By Richard LeComte
LEXINGTON, Ky. -- Wendell Overcash has one great collection – a collection of minerals that wow fellow enthusiasts and competition judges alike. Most recently, he won the Geofair Gem, Mineral, Fossil and Jewelry Show of Greater Cincinnati; it’s part of his collecting strategy to impress and impress big. He also recently received the Best of Species cabinet at a mineral show in Denver.
“I want viewers’ eyes to fall on the ground,” said Overcash, who honed his interest in minerals as he earned his bachelor’s degree in geology at the University of Kentucky in the 1970s. “And I can make them do that.”
Overcash also earned a law degree from UK and worked as an attorney in land acquisition and other areas for a variety of companies in Arizona, Pennsylvania and Kentucky, including the Exxon Mineral Co. He eventually returned to Kentucky and performed environmental enforcement work for the state. Upon his recent retirement, he developed an outstanding collection of minerals. For a great collection, he said, one needs to have an eye for beauty and a taste for tracking down pieces from unusual places.
“Colors are biggies,” he said. “If you've got a really high-quality collection, it's very colorful with some interesting morphologies, some rare locations, some bold pieces and some historical pieces. And all of a sudden, you put all of that together and it's like, wow. It's like a good collection of anything.”
Overcash acquires his collection pieces through several venues, including online trading, sales and auctions. He’s part of a wide collecting network that presents shows around the world; big ones reside in Tucson, Arizona, and Dallas. He said he enjoys his interplay with fellow serious collectors.
“It’s like being a rare car collector,” he said. “There's a network of those who collect rare minerals. You learn the network and you meet new people.”
Overcash keeps tabs on his growing collection through a spread sheet; before he moved into the digital age, he kept track with a hand-written list, making sure to note where each piece came from. Where the piece was found is often just as important as how beautiful it is. Some of the rarest examples are from, of all places, New Jersey.
“Is the mineral a French piece or is it from Malaysia?” he said. “You know, that's a big deal. Is it an old piece? For example, I have a piece from the Schuyler mine in New Jersey, which was the first mine opened on the North American continent. It's a nice piece. And it’s rare; there aren’t many of them, and the mine is underneath a parking lot now.”
He’s had the minerals he’s collected mounted on small blocks so they can stand up; alone or in groups, they present a fascinating look at the Earth’s underground diversity. Overcash’s interest in minerals began when he was a pupil in Wilmington, Delaware; a high school created a low-tech broadcast series on geology, which got him hooked. His family later moved to Russell, Kentucky, where a friend’s father who worked at Ashland Oil encouraged him further. He later earned a merit badge in geology on his way to becoming an Eagle Scout.
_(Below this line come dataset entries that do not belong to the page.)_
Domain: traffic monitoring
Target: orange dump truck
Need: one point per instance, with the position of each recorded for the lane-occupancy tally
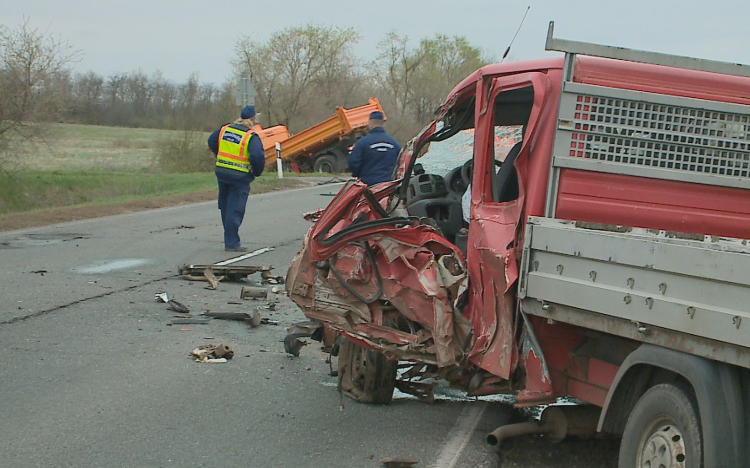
(323, 147)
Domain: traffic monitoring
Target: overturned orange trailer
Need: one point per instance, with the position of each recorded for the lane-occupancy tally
(323, 147)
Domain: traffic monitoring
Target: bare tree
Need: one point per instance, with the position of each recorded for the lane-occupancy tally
(412, 82)
(291, 69)
(31, 61)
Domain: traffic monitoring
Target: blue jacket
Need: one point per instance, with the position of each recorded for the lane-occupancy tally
(255, 153)
(373, 157)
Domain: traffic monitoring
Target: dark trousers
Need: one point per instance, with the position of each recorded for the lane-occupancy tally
(232, 200)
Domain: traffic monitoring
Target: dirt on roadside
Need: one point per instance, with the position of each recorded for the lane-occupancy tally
(13, 221)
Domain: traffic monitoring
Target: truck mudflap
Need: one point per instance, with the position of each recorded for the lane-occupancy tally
(390, 283)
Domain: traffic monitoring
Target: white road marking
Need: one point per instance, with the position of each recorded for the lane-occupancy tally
(459, 436)
(155, 210)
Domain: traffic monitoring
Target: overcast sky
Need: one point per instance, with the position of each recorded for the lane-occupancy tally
(186, 36)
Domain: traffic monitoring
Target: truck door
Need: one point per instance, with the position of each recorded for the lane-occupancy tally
(510, 109)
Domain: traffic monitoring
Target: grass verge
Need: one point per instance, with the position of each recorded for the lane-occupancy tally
(39, 190)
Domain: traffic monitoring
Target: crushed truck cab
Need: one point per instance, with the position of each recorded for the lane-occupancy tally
(565, 227)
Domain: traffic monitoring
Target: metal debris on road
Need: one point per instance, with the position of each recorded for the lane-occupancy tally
(174, 305)
(161, 297)
(190, 321)
(178, 306)
(292, 343)
(244, 256)
(213, 281)
(253, 292)
(399, 462)
(254, 319)
(210, 353)
(230, 273)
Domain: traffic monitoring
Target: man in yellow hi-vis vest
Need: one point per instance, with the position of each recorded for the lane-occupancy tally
(239, 160)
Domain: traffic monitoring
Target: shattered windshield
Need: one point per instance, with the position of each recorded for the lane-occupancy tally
(442, 156)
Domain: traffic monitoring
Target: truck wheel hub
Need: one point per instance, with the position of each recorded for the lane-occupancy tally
(664, 448)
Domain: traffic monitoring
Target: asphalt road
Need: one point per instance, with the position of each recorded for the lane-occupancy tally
(93, 375)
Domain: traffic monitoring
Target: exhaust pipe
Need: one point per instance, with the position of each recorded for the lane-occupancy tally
(497, 436)
(557, 422)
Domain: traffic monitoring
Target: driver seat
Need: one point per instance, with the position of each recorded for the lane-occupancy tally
(506, 179)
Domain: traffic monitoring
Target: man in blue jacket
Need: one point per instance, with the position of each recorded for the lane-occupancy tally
(239, 160)
(373, 156)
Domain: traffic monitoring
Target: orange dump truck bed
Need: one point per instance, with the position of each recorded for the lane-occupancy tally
(311, 140)
(271, 135)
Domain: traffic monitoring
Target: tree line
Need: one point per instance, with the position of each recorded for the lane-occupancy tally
(300, 74)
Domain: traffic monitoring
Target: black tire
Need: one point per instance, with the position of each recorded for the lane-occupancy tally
(663, 430)
(325, 163)
(365, 375)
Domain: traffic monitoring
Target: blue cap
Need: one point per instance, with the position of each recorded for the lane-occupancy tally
(248, 112)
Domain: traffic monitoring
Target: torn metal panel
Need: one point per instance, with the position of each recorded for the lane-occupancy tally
(394, 285)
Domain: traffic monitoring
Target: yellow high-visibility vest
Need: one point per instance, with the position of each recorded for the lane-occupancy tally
(233, 148)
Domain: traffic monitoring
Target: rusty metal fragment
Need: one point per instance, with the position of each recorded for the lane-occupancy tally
(231, 273)
(212, 279)
(253, 292)
(399, 462)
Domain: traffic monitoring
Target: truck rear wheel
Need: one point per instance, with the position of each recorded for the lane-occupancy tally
(663, 430)
(325, 163)
(365, 375)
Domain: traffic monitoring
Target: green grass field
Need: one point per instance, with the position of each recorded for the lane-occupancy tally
(85, 164)
(72, 147)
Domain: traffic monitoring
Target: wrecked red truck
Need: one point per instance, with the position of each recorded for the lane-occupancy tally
(601, 256)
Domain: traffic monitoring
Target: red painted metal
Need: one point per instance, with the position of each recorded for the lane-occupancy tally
(640, 202)
(405, 254)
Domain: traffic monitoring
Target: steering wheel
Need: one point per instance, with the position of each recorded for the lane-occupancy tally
(468, 168)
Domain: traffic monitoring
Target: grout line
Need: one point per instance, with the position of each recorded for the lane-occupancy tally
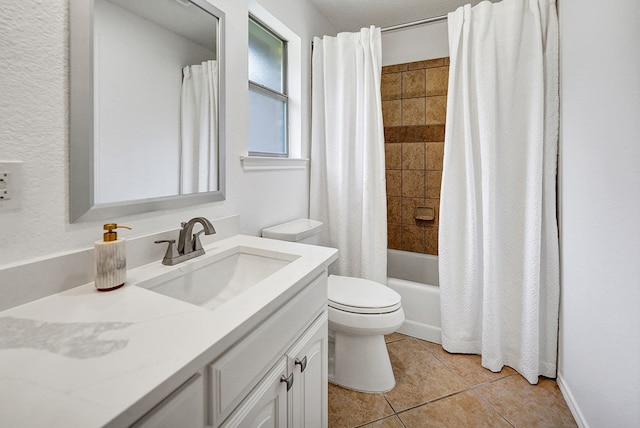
(481, 397)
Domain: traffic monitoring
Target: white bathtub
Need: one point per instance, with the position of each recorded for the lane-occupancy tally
(415, 277)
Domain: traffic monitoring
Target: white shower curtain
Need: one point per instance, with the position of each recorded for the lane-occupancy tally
(348, 190)
(199, 128)
(498, 251)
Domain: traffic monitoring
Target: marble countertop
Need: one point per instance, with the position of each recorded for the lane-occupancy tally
(84, 358)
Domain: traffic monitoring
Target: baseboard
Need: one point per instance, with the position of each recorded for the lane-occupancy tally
(421, 331)
(571, 402)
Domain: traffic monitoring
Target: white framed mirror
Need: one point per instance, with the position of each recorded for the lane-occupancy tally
(146, 91)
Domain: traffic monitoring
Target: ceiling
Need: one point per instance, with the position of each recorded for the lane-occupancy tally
(351, 15)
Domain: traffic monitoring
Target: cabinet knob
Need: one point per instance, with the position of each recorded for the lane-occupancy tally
(288, 380)
(303, 363)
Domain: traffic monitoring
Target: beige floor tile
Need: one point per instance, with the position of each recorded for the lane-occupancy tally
(420, 376)
(390, 422)
(526, 405)
(348, 409)
(460, 410)
(468, 367)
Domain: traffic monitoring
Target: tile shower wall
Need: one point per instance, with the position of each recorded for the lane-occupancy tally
(414, 102)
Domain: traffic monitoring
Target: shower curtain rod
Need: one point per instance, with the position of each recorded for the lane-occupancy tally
(415, 23)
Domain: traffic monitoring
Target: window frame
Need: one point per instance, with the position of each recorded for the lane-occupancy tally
(271, 93)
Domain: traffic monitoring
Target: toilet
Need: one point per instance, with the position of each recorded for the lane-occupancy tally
(361, 312)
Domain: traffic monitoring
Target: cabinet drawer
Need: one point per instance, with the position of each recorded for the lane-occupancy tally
(233, 374)
(184, 407)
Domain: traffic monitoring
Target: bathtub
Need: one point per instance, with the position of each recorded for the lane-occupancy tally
(415, 277)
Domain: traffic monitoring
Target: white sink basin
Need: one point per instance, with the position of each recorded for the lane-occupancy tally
(211, 281)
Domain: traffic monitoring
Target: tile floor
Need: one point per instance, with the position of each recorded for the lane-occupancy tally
(438, 389)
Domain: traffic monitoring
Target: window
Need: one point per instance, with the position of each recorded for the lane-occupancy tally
(267, 92)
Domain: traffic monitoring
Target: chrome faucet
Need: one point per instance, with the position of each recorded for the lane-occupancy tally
(189, 245)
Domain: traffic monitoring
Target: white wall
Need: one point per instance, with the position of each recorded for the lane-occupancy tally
(278, 196)
(34, 82)
(600, 210)
(415, 43)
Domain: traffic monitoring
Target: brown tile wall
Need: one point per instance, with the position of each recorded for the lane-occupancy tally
(414, 105)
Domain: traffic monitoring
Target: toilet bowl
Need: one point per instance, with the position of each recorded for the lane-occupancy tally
(361, 312)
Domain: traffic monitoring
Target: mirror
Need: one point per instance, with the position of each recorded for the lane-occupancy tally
(146, 87)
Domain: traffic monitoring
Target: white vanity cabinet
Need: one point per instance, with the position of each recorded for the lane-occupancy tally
(184, 407)
(293, 393)
(277, 375)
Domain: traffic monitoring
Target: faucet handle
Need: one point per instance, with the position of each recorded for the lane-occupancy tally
(171, 253)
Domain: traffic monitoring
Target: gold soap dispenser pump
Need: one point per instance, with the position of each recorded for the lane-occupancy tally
(110, 259)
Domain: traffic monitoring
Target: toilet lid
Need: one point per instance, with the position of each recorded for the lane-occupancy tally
(361, 296)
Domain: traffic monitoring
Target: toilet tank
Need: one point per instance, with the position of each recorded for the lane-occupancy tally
(303, 230)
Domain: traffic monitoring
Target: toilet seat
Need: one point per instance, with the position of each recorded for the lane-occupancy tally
(361, 296)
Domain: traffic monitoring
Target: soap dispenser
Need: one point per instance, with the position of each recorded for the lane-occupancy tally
(110, 259)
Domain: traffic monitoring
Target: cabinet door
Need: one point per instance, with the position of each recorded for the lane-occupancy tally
(266, 405)
(307, 360)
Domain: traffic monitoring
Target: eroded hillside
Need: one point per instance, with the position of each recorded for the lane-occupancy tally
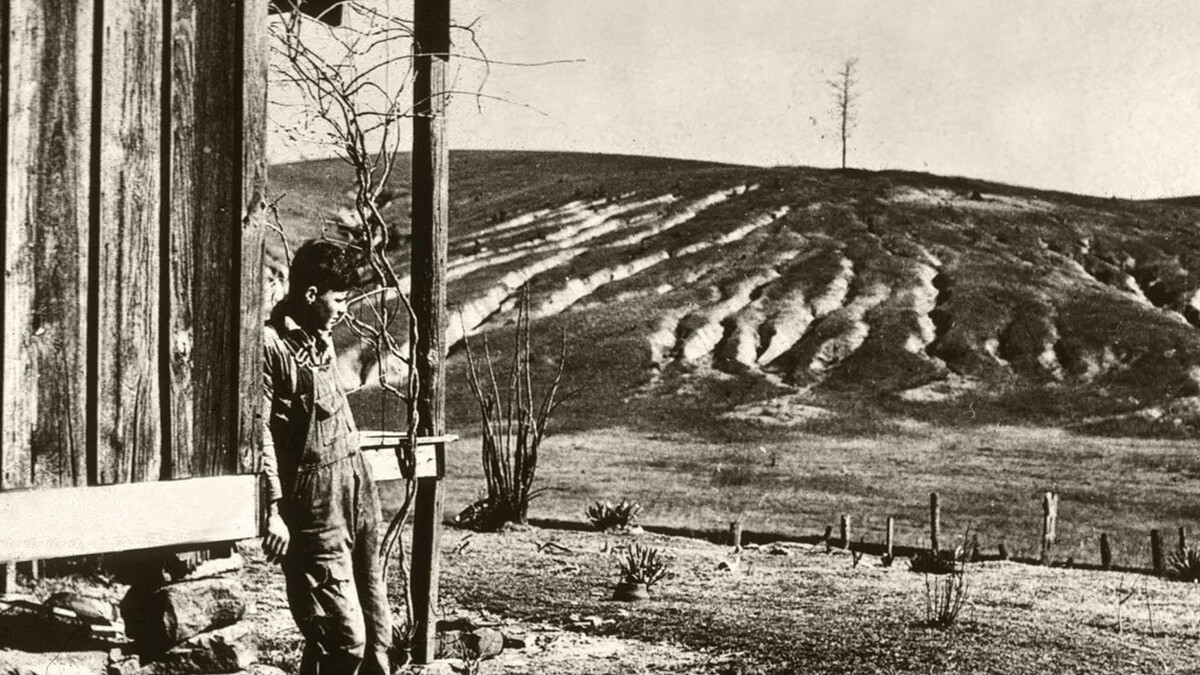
(789, 294)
"I liked to get out and look at the rocks," he said. “I didn't really understand a lot of what I was looking at, but I had a lot of encouragement. Of course, my tastes have changed now. ”
Overcash had several professors at UK who gave him a great deal of mentorship, including Vincent Nelson, Bill Blackburn, and Irving Fisher. He also had the opportunity to do a lot of fieldwork.
"There was always a big fall field trip, and we usually would go down to somewhere in the mountains of Tennessee or North Carolina,” he said. “There were other places, but usually it was to the south and east. And in 1976, we had the required geology field camp in Cement Creek, Colorado, between Crested Butte and Gunnison. In those days, we actually stayed in tents for nine weeks. It was open to other students, so probably two-thirds were UK students and probably a third from other institutions.”
Overcash still likes to get out to national parks and other wilderness locations, but he scouts much of his collection from the Internet. Through his education at UK and years as a collector, he has honed his eye to build award-winning displays of minerals.
"If somebody asks, I tell them that geology -- mineralogy in particular -- is still my first love,” he said. “You’re trying to build a collection that will stand up well against anything worldwide.”